Herpesviruses are widespread in the human population, and implicated in the pathogenesis of several human malignancies (e.g. Kaposi’s sarcoma, Burkitt’s lymphoma, and Hodgkin’s disease). They establish latency, and reactivation may contribute to neoplasms.

Human cytomegalovirus (HCMV), a member of the family of herpesviruses, is a ubiquitous virus, which is trophic for a variety of tissues including glial cells. In 2002, Cobbs et al. [1] reported that of 27 gliomas examined all expressed multiple gene products of HCMV. In contrast, brain tissues from patients with meningioma, stroke, Alzheimer’s and other brain diseases were not infected by this virus [1]. Therefore, the authors suggested that HCMV might play an active role in glioma pathogenesis.

Furthermore, a sero-epidemiological case-control study investigated the role of several herpesviruses in gliomas. In 2001, Wrensch et al. [2] reported an inverse correlation of glioma cases with serum antibodies against varicella- zoster virus (VZV), Epstein-Barr virus (EBV) and herpes simplex virus (HSV). HCMV antibodies were slightly more frequently observed in glioma cases than in population controls.

The present study was conducted to evaluate the role of previous herpesvirus infections in brain tumor development by (i) assessing the prevalence of HCMV gene products and/or nucleic acids in primary brain tumor tissues and corresponding blood samples, and also (ii) analyzing the sero-prevalence of anti-HCMV, anti-VZV, anti-EBV and anti-HSV antibodies (IgM and IgG) in patients with primary brain tumors.

Material and Methods

Between December 2002 and March 2004, 95 patients with primary brain tumors (gliomas, meningiomas, acoustic neurinomas, and medulloblastomas) were included in the study. There was no age restriction for participating in the study. Overall, patients had a median age of 53 years with a range from 9 to 83 years. Biopsies from tumor tissues and blood samples of the patients were collected at the Department of Neurosurgery, University of Heidelberg.

Tumor tissues and blood samples were analyzed by nested PCR for the presence of HCMV DNA (sequences of the gB, pp65, IE1-72 genes). In addition, tumor tissues were fixed in formalin, and paraffin sections were analyzed by immunohistochemistry to detect HCMV-specific proteins (e.g. pp65, IE, EA, LA). Furthermore, patients’ sera were tested by ELISA for IgG and IgM antibodies to HCMV, VZV, EBV, and HSV, and compared to published prevalences in the German population. Prevalences and corresponding 95% confidence intervals (CI) were computed using the PROC FREQ procedure of the statistical software package SAS.


Using various PCR protocols, HCMV DNA was not detected, neither in the brain tumor tissues nor in the corresponding blood samples.

Similarly, immunohistochemistry did not reveal any of the addressed HCMV-specific proteins.

In the serological analyses of the corresponding blood samples of the patients, all sera were negative for IgM antibodies against all herpesviruses tested.

IgG seroprevalences did not differ from published reference data available for the German population. Anti-herpesvirus antibody prevalences were as follows (brain tumor cases vs. references): HCMV, 64% vs. 40-80% [3]; HSV, 84% vs. 85% [4]; VZV, 95% vs. >86% [5], [6]; EBV, 91% vs. 90% [7]. Focusing on the seroprevalences for glioma patients only, HSV antibody frequency was elevated (91%) whereas prevalences for HCMV, VZV and EBV antibodies were as for the general population.

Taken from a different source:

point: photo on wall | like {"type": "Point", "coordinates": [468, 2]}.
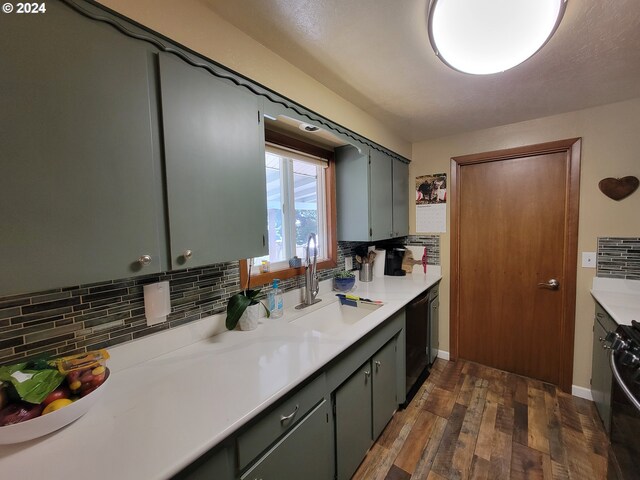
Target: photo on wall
{"type": "Point", "coordinates": [431, 203]}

In contrast to the study of Cobbs et al. [1], who found all of 27 gliomas positive for HCMV molecules, no HCMV genes or proteins were detected in 95 primary brain tumor tissues analyzed in the present study. It is not clear if the conflicting results are due to geographical differences in the prevalence of HCMV (USA vs. Germany). However, a very recent US study by Lau et al. in 2004 [8] also failed to detect HCMV molecules in 22 gliomas investigated, also when using the same protocols as Cobbs et al. [1]. Furthermore, serological analyses did not reveal differences in the overall sero-prevalences of antibodies to HCMV, HSV, EBV or VZV in the patients compared to the published prevalences [3], [4], [5], [6], [7]. Our data for glioma do not confirm the reduced HSV and VZV sero-prevalence of the case-control study of Wrensch et al. [2].

In summary, the present study, which is so far the largest on the prevalence of HCMV molecules in brain tumor tissues, could not confirm the hypothesis of Cobbs et al. [1] that HCMV may play a role in glioma pathogenesis. Seroprevalences in the present study indicate a possible role of HSV in glioma etiology; however, due to the small study size, these findings could also be due to chance and need to be further analyzed.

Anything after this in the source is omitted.